Channel breakout

The figure below shows a typical breakout from a channel:


(General Electric in 2015, Source: NinjaTrader)

Backtesting of this type of trading strategy is rather subjective because the exits are not really defined here. In a discretionary trading , we may predict a potential take-profit level by e.g. sketching other trendlines. In other words, it is not enough to limit our analysis only to the channel. This may be a bit tricky when using automated trading.

Nevertheless, the objective of backtesting is just to check whether the action is really bullish and to estimate the performance of the strategy. Finally, the code can be used for creating of daily signals that can be used later for trading. I introduced some rules shown in the following.

The stop-loss was placed a few cents below the lowest low of the channel (see the figure above). The take profit was simply calculated by adding the distance between the breakout price and the stop-loss to the breakout price (see the distance h in the figure above).

I analysed S&P 500 stocks in the period 1 January 2000 – 31 December 2017 for stocks priced 20 – 90 USD. As soon as the program detects the daily closing price to be above the breakout line, the stock is bought on the next day on open.

My program detected 1376 entries as shown in the table below. Please note that this was done by software, not manually, so that some errors may occur (e.g. a detected channel may not be properly defined etc). Nevertheless, still the statistical results should show the performance.

Here are the results:

Profit factor 1.26
Max. drawdown -16.31%
Number of trades 1376
Percent profitable 58.87%
Average trade 1.69%
Ratio win/loss 0.90
Average time in market 64 days

The results are positive but not outstanding yet, e.g the maximum drawdown is rather large. Also, the percentage of profitable trades and the ratio/win loss ratio are rather average.

Nevertheless, the results can be improved by investigating the bullish action just before or on the breakout. At first, let us select trades where there was a bullish candle at the breakout. It is defined as a candle with very short shadows, i.e. the low of the day was almost the same as the opening price and the high of the day was almost the same as the closing price.
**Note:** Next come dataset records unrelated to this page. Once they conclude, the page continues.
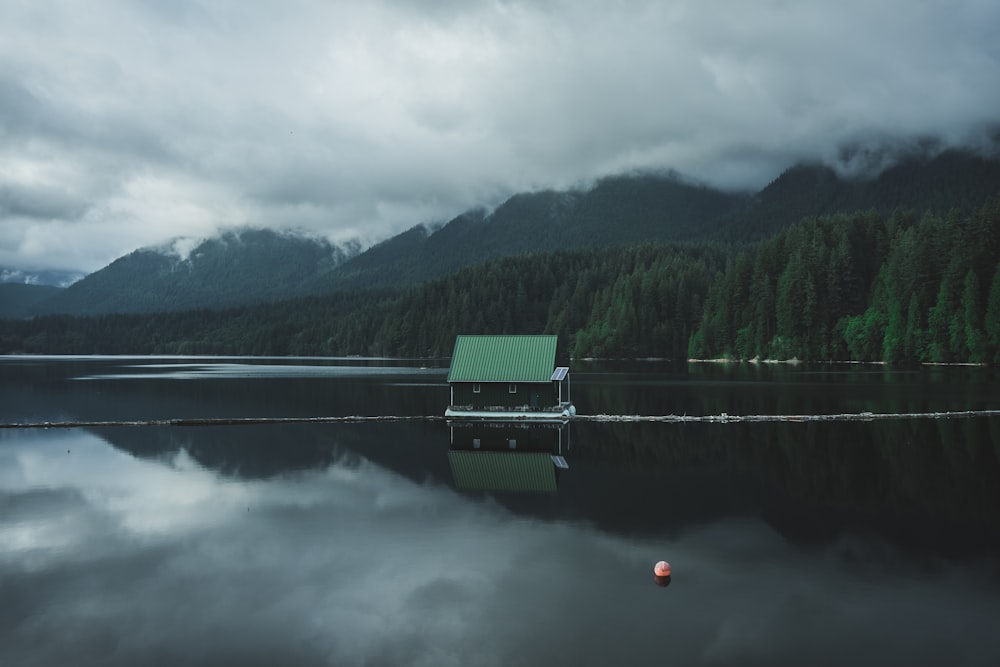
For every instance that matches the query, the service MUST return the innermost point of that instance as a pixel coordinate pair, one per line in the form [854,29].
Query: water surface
[361,544]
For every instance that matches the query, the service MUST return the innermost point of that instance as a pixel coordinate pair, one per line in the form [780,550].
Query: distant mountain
[952,179]
[235,268]
[619,210]
[19,299]
[51,277]
[252,266]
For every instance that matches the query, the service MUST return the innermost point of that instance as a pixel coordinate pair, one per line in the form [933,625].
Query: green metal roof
[503,359]
[503,471]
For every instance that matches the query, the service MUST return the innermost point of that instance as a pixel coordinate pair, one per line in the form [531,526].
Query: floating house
[508,377]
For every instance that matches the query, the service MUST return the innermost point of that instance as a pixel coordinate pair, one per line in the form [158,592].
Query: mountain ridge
[616,210]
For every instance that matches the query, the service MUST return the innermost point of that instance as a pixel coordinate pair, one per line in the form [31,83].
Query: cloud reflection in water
[113,560]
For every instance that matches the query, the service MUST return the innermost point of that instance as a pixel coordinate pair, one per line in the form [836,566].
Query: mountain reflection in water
[856,543]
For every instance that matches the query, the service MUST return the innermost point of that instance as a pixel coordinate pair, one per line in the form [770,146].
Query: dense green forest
[863,287]
[868,286]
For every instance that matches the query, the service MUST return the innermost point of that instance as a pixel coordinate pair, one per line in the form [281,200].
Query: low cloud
[125,124]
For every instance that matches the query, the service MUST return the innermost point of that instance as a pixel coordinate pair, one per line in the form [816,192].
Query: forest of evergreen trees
[900,288]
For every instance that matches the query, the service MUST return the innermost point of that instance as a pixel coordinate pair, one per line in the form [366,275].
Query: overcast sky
[125,124]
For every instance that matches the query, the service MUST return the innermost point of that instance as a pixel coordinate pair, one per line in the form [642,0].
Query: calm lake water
[401,543]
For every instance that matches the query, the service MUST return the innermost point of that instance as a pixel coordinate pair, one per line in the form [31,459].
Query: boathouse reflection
[508,456]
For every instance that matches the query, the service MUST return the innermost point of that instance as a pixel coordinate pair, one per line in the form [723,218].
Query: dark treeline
[867,286]
[636,300]
[863,287]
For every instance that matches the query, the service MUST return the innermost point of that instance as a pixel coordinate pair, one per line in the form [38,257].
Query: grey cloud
[368,118]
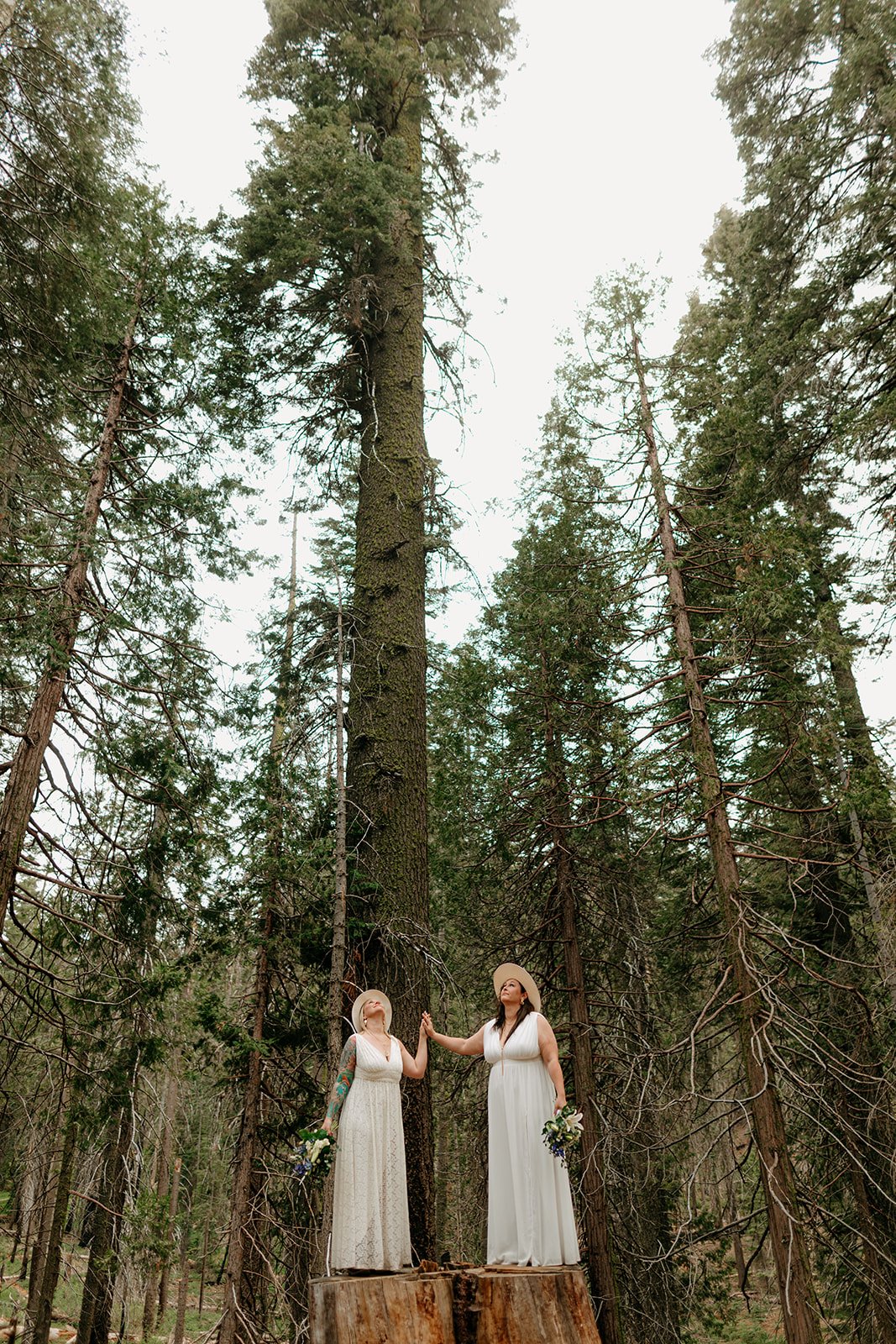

Actually, this case is shown in figure above.

Here are the results:

Profit factor 1.43
Max. drawdown -5.72%
Number of trades 223
Percent profitable 57.85%
Average trade 1.70%
Ratio win/loss 1.03
Average time in market 64 days

Note that the percent of profitable trades is greater than 50% and at the same time, the win/loss ratio is greater than 1.0. In addition, the maximum drawdown has significantly improved. This indicates that this new strategy outperforms the standard one.

There are also other possibilities. For instance, we can enter a trade only after three higher closes, i.e. the closing price of today (which is also the breakout day) is greater than the closing price of yesterday and this is greater than the closing price of the day before yesterday. These are the results that again outperform the standard entry:

Profit factor 1.35
Max. drawdown -9.20%
Number of trades 517
Percent profitable 59.19%
Average trade 1.76%
Ratio win/loss 0.93
Average time in market 66 days

Finally, in real trading we can also consider other factors such as chart patterns or candlesticks that occur simultaneously. Therefore, the real performance of this strategy may be much better for an experienced trader.